Dear Editor: I’m a lifelong Wisconsin resident, and for most of that lifetime, I was proud of it and happy to show it off to outsiders. Lately, however, I’m ashamed and appalled at what’s happening here.
In 1860, University of Wisconsin student John Muir learned a botany lesson that, as he said, “sent me flying to the woods and meadows in wild enthusiasm." He was a naturalist, author, and early advocate for the preservation of wilderness. Today Muir is referred to as the "Father of the National Parks."

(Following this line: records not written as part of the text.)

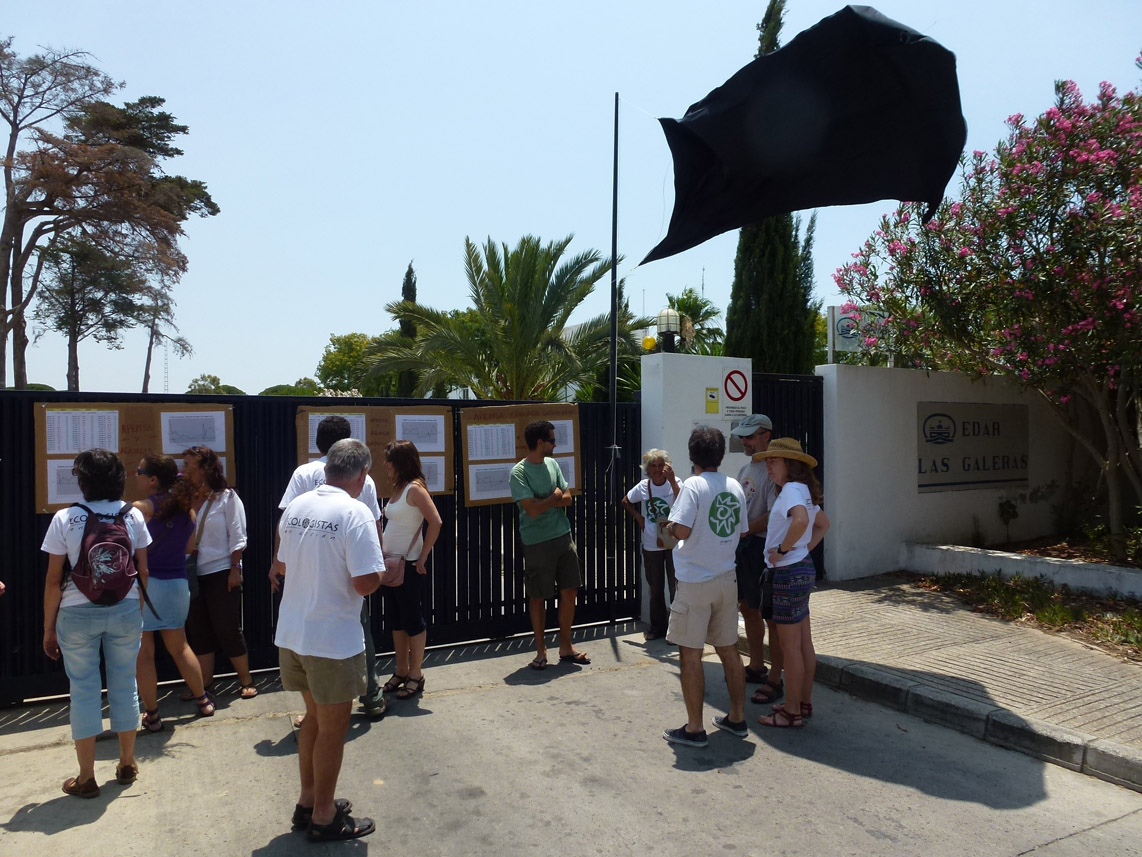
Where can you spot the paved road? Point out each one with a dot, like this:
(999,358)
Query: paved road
(497,759)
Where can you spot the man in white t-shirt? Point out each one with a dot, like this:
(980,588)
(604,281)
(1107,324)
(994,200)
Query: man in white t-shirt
(755,432)
(709,518)
(306,478)
(332,559)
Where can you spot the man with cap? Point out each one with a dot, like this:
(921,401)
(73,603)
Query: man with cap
(755,432)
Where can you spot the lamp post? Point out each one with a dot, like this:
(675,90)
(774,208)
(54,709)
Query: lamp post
(669,325)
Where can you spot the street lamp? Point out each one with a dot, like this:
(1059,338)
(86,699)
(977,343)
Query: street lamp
(669,325)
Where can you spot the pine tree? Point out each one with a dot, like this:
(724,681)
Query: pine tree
(772,313)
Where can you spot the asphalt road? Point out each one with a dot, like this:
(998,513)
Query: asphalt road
(497,759)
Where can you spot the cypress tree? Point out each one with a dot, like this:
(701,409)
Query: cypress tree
(772,313)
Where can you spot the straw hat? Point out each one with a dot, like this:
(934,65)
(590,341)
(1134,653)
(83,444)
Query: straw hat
(786,448)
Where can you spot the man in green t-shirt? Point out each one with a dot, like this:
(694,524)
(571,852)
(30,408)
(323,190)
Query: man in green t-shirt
(549,558)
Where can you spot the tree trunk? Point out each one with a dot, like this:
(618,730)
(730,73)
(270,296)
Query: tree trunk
(150,352)
(72,365)
(19,353)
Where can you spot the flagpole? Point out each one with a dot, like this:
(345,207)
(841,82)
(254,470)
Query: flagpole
(613,397)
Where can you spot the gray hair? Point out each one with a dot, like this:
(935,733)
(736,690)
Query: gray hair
(346,459)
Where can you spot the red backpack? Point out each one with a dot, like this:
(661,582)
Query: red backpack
(105,570)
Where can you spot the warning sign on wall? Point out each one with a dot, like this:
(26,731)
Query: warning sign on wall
(737,399)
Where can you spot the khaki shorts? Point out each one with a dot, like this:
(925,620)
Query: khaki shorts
(705,613)
(329,680)
(549,565)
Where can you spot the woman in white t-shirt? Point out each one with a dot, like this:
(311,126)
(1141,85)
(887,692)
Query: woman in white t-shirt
(78,629)
(796,526)
(407,510)
(658,493)
(214,623)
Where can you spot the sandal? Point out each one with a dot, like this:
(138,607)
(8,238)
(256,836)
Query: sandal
(782,720)
(806,709)
(90,789)
(407,694)
(767,693)
(395,683)
(343,826)
(187,696)
(756,677)
(304,815)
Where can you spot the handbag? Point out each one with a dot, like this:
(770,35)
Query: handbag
(394,566)
(192,559)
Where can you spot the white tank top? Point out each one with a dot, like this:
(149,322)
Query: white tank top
(402,519)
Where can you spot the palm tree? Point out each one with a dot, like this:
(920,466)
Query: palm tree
(512,345)
(705,337)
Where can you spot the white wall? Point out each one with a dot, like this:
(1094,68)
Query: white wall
(870,459)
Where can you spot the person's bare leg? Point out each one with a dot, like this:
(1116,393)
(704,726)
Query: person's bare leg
(400,653)
(145,673)
(306,737)
(734,680)
(332,722)
(809,657)
(567,618)
(537,608)
(755,634)
(693,686)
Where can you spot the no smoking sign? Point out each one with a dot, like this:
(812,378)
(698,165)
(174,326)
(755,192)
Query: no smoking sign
(736,386)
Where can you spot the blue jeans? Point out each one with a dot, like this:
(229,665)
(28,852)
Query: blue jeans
(82,631)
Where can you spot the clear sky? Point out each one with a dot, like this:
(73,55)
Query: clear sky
(344,139)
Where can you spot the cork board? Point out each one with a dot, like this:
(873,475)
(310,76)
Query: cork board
(131,430)
(428,427)
(493,442)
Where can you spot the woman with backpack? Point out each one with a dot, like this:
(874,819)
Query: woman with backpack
(168,511)
(214,623)
(95,607)
(658,493)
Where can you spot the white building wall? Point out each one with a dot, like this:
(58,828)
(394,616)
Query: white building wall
(870,467)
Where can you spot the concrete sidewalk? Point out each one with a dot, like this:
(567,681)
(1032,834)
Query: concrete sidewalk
(925,653)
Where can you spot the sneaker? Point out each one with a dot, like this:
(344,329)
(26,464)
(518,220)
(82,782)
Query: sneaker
(738,728)
(375,706)
(691,739)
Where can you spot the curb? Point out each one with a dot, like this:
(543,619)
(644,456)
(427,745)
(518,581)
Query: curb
(1077,751)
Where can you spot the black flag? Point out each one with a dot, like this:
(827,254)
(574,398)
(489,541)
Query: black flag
(853,110)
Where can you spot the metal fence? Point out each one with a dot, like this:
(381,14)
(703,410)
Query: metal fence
(476,568)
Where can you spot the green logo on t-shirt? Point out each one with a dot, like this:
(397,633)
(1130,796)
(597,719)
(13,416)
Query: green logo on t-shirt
(657,509)
(725,514)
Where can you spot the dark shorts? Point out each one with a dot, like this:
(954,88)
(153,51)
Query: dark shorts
(551,566)
(749,561)
(791,585)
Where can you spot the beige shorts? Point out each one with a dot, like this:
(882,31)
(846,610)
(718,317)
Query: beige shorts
(705,613)
(329,680)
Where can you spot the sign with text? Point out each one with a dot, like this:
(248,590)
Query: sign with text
(964,446)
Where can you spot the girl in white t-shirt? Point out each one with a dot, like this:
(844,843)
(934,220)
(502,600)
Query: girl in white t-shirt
(658,491)
(796,526)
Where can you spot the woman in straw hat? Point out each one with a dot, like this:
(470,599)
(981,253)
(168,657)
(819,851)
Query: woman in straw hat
(796,526)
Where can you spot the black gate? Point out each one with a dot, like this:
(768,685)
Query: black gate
(476,568)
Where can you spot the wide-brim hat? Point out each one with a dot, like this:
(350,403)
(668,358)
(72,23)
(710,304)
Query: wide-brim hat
(786,448)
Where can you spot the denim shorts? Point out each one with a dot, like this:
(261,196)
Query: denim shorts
(171,600)
(85,630)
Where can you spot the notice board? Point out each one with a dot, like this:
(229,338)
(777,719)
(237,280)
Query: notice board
(131,430)
(493,442)
(428,427)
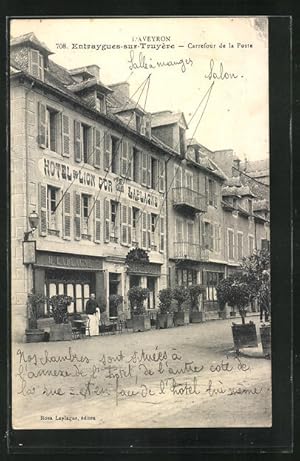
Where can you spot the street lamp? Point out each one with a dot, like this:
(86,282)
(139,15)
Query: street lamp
(33,222)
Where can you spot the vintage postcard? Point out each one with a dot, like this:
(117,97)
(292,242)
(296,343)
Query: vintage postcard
(140,224)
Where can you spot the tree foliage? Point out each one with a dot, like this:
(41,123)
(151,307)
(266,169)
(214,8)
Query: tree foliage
(165,300)
(137,297)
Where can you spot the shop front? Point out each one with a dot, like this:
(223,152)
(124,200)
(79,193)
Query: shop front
(71,275)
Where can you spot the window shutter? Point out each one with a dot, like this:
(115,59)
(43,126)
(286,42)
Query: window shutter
(148,170)
(67,216)
(77,216)
(149,229)
(130,161)
(129,214)
(124,157)
(144,230)
(97,147)
(124,227)
(161,185)
(206,190)
(43,209)
(35,63)
(42,125)
(77,141)
(97,234)
(41,66)
(107,220)
(162,234)
(65,136)
(107,152)
(144,168)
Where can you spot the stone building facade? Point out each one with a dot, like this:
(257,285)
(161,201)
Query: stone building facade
(104,177)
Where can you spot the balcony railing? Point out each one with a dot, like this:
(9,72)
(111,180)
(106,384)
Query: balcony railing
(190,251)
(189,198)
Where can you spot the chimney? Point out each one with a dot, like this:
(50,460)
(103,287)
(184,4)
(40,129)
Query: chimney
(95,70)
(122,87)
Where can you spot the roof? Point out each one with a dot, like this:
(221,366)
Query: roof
(261,205)
(119,102)
(167,117)
(30,38)
(256,166)
(91,82)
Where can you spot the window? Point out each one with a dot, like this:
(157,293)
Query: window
(135,219)
(136,158)
(100,103)
(51,208)
(212,192)
(240,245)
(36,64)
(265,244)
(207,236)
(138,121)
(114,221)
(212,280)
(52,129)
(115,146)
(251,244)
(179,230)
(86,144)
(85,199)
(181,141)
(186,277)
(230,244)
(154,230)
(250,206)
(154,173)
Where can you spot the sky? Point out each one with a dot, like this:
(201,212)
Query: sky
(214,70)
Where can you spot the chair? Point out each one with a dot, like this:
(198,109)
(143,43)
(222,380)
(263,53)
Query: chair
(105,325)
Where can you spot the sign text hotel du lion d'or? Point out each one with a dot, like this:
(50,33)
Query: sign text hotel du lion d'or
(117,185)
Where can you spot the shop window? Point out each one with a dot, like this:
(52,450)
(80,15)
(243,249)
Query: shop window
(52,200)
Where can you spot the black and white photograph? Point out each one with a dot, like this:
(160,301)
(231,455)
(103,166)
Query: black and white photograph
(140,223)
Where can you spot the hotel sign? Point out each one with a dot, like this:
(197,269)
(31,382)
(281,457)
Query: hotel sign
(116,186)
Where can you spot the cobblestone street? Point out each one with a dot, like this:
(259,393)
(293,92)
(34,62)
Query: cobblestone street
(181,377)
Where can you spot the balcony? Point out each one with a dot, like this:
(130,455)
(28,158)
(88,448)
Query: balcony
(189,251)
(189,199)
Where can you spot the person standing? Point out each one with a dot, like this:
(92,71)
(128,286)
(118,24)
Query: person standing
(93,312)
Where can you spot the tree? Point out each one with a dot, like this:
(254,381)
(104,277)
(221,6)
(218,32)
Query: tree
(137,297)
(180,294)
(165,300)
(253,268)
(236,292)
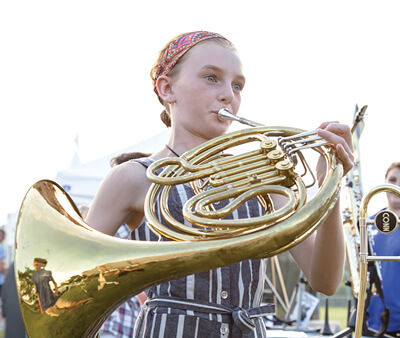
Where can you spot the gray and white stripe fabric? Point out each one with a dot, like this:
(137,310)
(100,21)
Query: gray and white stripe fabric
(223,302)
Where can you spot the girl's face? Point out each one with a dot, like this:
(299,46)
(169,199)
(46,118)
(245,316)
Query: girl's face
(210,78)
(393,177)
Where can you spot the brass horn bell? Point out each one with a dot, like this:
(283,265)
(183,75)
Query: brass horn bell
(95,273)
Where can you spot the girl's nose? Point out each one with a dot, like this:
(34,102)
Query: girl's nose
(226,94)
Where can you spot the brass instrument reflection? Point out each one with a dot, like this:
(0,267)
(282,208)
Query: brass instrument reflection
(50,302)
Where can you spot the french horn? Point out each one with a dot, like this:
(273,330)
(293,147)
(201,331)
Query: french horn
(95,273)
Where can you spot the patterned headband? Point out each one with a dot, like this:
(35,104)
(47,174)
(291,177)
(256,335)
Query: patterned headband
(177,48)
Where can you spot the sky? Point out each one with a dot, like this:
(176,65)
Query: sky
(74,75)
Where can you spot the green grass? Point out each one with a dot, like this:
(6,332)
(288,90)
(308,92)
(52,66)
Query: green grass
(337,314)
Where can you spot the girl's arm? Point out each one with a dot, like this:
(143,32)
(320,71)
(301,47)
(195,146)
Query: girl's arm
(321,256)
(119,199)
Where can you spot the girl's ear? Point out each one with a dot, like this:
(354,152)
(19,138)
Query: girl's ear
(164,89)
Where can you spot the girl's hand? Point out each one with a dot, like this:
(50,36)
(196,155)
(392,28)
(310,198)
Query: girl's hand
(339,135)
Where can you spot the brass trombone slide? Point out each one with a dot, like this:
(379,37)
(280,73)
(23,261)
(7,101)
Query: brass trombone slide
(364,257)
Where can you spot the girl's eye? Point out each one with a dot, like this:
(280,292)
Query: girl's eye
(237,86)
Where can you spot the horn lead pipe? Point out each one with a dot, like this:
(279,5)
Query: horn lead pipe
(226,114)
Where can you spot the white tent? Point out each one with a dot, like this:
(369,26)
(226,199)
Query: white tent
(82,181)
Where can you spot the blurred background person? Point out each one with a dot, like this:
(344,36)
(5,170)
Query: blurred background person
(14,326)
(387,245)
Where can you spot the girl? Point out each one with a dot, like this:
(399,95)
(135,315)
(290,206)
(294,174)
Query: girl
(195,76)
(387,245)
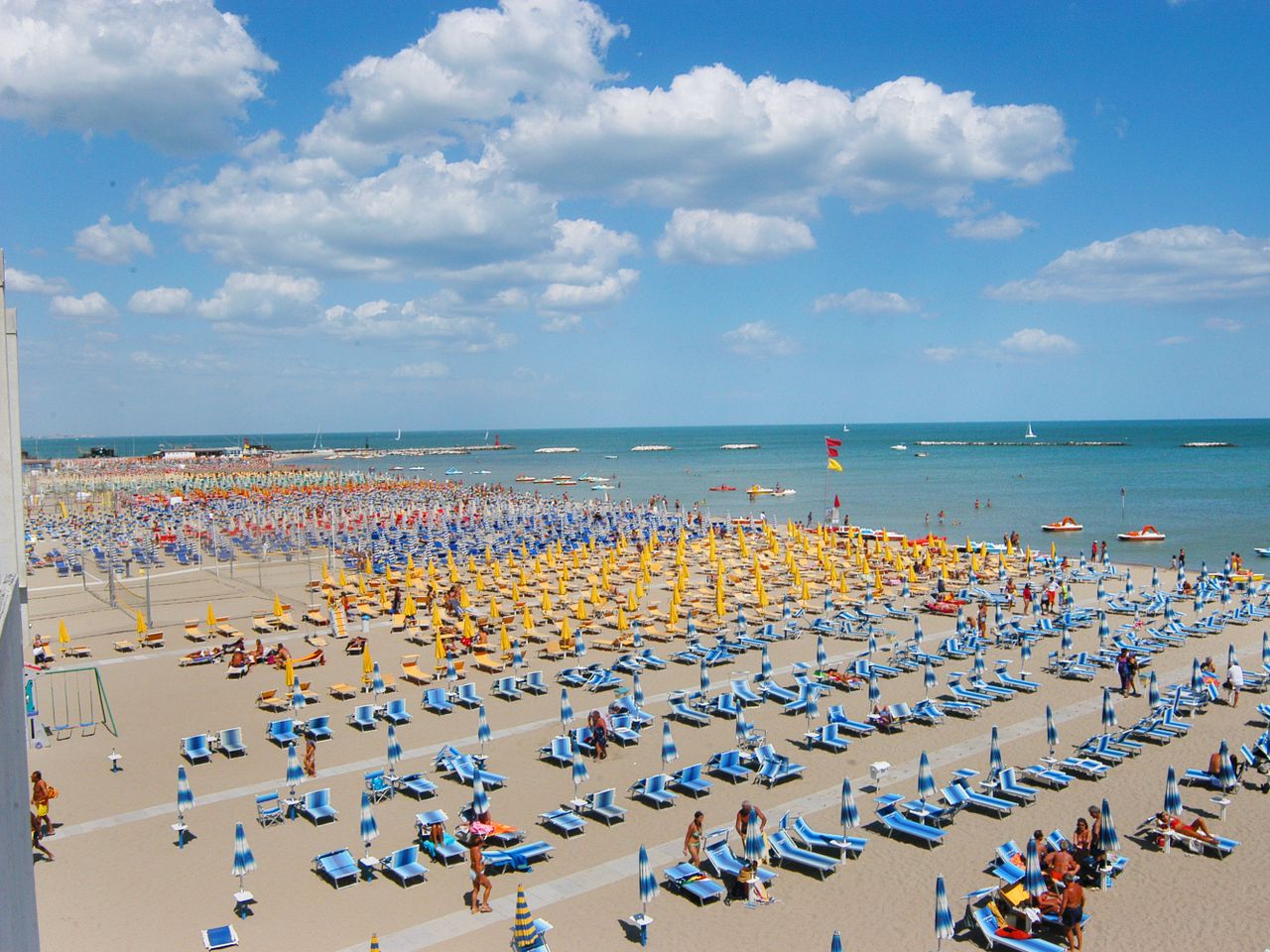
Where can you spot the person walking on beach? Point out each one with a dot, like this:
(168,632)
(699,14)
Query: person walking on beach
(40,796)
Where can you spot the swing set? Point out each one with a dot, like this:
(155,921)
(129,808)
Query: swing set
(90,707)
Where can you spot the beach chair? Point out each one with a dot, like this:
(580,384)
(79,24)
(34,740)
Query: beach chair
(690,881)
(195,749)
(268,809)
(230,742)
(317,806)
(403,867)
(435,699)
(602,806)
(563,821)
(317,729)
(690,780)
(653,791)
(728,766)
(336,867)
(362,717)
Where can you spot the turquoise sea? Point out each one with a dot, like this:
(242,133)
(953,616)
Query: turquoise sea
(1210,502)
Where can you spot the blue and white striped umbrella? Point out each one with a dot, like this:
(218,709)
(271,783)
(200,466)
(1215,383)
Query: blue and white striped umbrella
(244,861)
(925,778)
(1173,794)
(368,828)
(480,798)
(847,812)
(1109,842)
(753,838)
(394,748)
(185,794)
(295,774)
(943,914)
(578,770)
(668,751)
(1109,720)
(1225,775)
(1033,879)
(566,710)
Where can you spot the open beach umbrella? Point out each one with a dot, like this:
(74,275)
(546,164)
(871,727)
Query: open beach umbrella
(925,778)
(244,861)
(943,914)
(525,936)
(185,801)
(1033,879)
(566,710)
(295,774)
(647,890)
(1109,720)
(668,751)
(368,828)
(578,770)
(753,838)
(480,798)
(1173,794)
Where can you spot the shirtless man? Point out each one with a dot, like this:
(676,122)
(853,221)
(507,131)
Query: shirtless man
(479,878)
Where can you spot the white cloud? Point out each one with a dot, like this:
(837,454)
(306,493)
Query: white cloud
(89,308)
(1161,266)
(1034,341)
(172,72)
(994,227)
(427,370)
(28,284)
(865,301)
(758,339)
(711,236)
(112,244)
(160,301)
(471,68)
(411,321)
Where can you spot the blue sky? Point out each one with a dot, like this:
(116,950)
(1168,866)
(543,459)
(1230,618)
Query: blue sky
(263,217)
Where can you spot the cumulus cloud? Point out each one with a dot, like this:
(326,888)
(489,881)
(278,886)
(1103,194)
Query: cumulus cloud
(172,72)
(28,284)
(412,321)
(1034,341)
(89,308)
(160,301)
(994,227)
(1161,266)
(865,301)
(711,236)
(758,339)
(112,244)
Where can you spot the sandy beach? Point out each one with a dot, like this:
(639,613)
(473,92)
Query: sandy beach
(119,880)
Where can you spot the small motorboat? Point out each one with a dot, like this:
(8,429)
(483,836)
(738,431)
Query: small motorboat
(1147,534)
(1066,525)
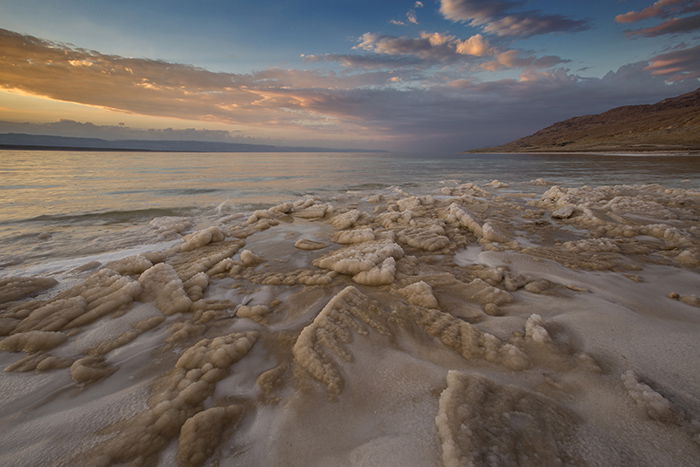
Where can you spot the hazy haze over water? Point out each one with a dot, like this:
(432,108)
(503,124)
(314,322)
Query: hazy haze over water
(70,203)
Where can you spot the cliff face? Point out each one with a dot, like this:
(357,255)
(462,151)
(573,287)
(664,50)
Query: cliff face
(672,124)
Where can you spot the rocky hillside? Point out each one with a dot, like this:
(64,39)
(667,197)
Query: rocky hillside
(672,124)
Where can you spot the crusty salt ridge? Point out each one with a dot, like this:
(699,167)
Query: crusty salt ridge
(521,318)
(481,422)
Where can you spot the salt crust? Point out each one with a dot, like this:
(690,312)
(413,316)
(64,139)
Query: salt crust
(481,422)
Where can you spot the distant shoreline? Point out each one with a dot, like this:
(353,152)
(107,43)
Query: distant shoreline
(621,152)
(25,147)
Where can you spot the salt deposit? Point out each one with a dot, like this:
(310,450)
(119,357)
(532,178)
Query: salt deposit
(471,326)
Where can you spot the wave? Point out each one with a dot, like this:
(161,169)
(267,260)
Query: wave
(111,217)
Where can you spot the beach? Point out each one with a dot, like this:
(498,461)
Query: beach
(429,311)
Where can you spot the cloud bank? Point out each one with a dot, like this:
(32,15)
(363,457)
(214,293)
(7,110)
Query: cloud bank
(496,17)
(423,111)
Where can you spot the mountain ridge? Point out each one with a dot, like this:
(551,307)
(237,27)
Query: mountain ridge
(672,124)
(70,143)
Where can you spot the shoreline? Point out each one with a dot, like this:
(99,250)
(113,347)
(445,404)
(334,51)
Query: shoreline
(251,333)
(594,153)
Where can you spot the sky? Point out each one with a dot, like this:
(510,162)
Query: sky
(412,76)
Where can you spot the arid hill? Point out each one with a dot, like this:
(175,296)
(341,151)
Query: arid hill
(670,125)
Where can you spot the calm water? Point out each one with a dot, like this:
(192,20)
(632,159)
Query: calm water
(64,203)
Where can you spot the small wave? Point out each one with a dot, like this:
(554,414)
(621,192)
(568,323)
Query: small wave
(368,186)
(112,217)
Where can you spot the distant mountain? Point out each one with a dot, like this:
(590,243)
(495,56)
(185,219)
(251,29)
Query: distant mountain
(670,125)
(26,141)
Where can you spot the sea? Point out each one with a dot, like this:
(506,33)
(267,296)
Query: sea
(61,208)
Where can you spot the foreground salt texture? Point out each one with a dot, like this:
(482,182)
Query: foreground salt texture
(468,326)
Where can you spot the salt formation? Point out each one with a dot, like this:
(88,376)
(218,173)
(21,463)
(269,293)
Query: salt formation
(535,330)
(481,422)
(301,276)
(420,294)
(248,258)
(90,369)
(348,311)
(32,341)
(307,244)
(102,293)
(483,293)
(201,238)
(465,219)
(656,406)
(360,235)
(180,396)
(162,284)
(430,238)
(16,288)
(141,348)
(170,226)
(200,435)
(381,274)
(254,312)
(130,265)
(467,340)
(361,257)
(497,184)
(345,220)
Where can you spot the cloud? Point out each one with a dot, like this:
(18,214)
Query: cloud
(468,114)
(496,18)
(369,61)
(434,46)
(671,26)
(513,59)
(378,108)
(679,65)
(113,132)
(158,88)
(438,48)
(660,9)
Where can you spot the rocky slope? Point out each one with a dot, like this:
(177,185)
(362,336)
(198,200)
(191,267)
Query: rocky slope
(670,125)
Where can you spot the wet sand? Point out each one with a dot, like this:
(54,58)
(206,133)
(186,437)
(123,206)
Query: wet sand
(476,325)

Early last century, Forest Service employee Aldo Leopold was assigned to hunt and kill bears, wolves, and mountain lions in New Mexico, but he came to respect the animals. He developed an ecological ethic that replaced the earlier wilderness ethic stressing the need for human dominance. In 1924, he transferred to the U.S. Forest Products Laboratory in Madison. In 1949, he published "A Sand County Almanac," describing the land around his home in Sauk County, Wisconsin. He emphasized biodiversity and ecology, was a founder of the science of wildlife management, and was influential in the development of modern environmental ethics and in the movement for wilderness conservation.
Earth Day was founded by Sen. Gaylord Nelson as an environmental teach-in first held on April 22, 1970. Nelson was later awarded the Presidential Medal of Freedom award in recognition of his work.
These were Wisconsin conservationists that I could be proud of.
Today, unfortunately, the state government takes its cues from people like lobbyist Bob Welch, a representative of the Wisconsin Bear Hunters Association and the National Rifle Association’s state chapter. These people promote the disgusting practice of “hounding” — releasing packs of killer hounds to run through the beautiful Wisconsin countryside, terrifying our wildlife. When they chase a bear up a tree, the "hunters" come and shoot the bear down. Wisconsin basically sanctions dog fighting. I can’t believe that the majority of the citizens of this great state approve of this.